I’m coming to the time in the semester when I focus more on getting students to revise and edit their essays. After we finish our third major project, we will move into portfolio revision in the period after Thanksgiving. For this portfolio work, I ask students to revisit essays and projects they created earlier in the semester and rethink (practice deep revision) on at least one section of each project while making needed corrections throughout. I offer a major grade boost in that the revised version of a project counts for more of the overall grade than the original graded essay.  I build in revision during the drafting process throughout the term. Students exchange peer review drafts, help each other invent and shape topics, practice writing intriguing introductions, create outlines, and engage in many similar writing process activities. Several of my students also visit the writing and reading center.

I know the research shows that such writing workshop activities decrease the rate of plagiarism and increase the likelihood of success with writing projects in other classes. However, I’m always amazed at how few changes are made to drafts through this process. For most of my students (⅔ of any given class), once a complete draft meeting the basic requirements has been composed, it’s very difficult to elicit major changes even after offering a bonus grade incentive. Many of the changes made are cosmetic, and sometimes even very basic editing problems noted (by me in a grading rubric!) in earlier drafts are left unchanged in portfolio drafts. Maybe there’s a complete draft superstition.
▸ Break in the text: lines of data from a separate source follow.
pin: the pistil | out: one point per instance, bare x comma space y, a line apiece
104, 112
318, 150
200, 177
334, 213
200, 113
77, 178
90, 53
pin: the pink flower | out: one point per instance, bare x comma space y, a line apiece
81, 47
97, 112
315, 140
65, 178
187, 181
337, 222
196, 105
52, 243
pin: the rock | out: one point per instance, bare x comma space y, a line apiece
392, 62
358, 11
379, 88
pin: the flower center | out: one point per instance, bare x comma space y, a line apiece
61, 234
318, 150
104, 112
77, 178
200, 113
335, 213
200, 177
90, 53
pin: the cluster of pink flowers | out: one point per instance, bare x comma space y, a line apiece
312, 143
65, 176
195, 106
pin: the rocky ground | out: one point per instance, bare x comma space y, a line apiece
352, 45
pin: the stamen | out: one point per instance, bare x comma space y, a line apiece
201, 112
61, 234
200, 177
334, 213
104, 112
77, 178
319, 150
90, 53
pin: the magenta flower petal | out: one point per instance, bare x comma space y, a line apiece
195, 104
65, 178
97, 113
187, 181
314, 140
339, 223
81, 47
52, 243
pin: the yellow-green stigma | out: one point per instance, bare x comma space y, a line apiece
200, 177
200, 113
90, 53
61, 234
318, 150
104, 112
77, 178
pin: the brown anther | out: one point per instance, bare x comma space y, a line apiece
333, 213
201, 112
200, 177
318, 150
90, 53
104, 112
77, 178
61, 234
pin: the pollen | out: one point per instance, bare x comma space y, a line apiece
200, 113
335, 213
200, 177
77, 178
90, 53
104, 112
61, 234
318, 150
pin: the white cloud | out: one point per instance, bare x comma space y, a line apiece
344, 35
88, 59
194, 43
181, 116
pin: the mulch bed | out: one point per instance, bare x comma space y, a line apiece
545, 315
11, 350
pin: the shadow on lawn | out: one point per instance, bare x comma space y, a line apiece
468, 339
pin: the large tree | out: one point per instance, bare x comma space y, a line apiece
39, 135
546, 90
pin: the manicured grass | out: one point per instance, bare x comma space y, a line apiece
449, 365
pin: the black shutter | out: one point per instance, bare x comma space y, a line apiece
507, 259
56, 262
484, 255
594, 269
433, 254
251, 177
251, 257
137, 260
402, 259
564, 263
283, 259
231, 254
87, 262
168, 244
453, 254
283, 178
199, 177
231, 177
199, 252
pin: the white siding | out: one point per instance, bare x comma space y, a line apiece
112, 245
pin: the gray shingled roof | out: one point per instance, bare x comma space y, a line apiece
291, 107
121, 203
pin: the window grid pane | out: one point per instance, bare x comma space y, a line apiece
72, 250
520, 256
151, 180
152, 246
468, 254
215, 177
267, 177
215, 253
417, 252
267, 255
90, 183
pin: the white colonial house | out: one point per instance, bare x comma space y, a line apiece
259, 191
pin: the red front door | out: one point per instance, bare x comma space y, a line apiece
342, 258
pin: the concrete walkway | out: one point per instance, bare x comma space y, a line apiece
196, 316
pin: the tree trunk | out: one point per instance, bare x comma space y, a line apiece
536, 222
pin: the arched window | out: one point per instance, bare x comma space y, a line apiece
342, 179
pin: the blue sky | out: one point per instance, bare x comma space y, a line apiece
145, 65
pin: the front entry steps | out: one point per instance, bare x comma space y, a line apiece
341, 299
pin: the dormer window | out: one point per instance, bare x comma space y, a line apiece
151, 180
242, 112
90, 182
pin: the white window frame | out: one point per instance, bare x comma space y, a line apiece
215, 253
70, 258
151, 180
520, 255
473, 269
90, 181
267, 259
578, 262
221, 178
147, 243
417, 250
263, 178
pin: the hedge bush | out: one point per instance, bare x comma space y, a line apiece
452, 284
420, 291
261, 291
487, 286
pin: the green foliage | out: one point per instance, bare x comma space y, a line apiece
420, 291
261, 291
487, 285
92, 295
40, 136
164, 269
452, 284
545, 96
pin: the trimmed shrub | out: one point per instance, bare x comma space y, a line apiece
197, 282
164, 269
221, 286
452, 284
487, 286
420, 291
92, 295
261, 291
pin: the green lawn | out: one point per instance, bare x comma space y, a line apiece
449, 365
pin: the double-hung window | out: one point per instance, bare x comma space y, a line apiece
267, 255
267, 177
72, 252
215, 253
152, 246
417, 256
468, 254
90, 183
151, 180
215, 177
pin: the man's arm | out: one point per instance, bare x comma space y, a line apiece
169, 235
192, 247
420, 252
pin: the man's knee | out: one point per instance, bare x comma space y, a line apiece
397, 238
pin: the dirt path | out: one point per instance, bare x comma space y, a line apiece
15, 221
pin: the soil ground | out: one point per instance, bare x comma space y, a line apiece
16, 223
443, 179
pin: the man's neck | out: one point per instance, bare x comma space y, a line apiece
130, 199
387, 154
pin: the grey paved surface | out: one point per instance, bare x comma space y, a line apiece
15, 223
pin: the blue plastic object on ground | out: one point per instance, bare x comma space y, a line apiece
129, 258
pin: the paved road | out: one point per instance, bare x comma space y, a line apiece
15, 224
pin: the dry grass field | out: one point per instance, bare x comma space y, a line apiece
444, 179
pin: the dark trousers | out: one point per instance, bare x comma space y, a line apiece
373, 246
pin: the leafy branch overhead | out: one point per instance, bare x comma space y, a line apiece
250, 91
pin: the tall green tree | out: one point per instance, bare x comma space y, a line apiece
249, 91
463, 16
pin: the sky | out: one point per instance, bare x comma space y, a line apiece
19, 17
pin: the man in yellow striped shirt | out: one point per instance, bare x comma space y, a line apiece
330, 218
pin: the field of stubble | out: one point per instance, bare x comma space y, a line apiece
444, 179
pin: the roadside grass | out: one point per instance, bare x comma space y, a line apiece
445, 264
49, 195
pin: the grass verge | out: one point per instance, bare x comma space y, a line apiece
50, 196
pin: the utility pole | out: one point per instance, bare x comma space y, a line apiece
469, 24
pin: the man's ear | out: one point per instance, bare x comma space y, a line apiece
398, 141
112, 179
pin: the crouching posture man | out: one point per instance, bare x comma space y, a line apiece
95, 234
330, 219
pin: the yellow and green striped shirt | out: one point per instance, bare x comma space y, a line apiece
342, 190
Maybe students think “Well it’s done now, but if I mess with it and make too many changes, I’ll break it.”

The latest tactic I’ve been using, with a bit more success, is describing potential revisions in terms of what’s “missing.” For example, rather than say “your logic is flawed in your discussion of X,” I’m more likely to say “your discussion of X is missing evidence and examples to support an appeal to logic.” Even something as basic as “vague pronoun reference” can be described this way: “Intense use of generic pronouns in paragraph Y is creating placeholders for missing details and examples.” There is a point where I just have to say “you need to edit for Z error” or “your phrasing here is confusing,” but I’m finding that the more I can get students to think in terms of adding what is missing, the more their final drafts change. Yes, new mistakes may be introduced in the process, but the addition process seems to help them create a stronger piece of writing in the aggregate. Maybe they catch typos and confusing phrasing as they rework a passage to add something that’s missing.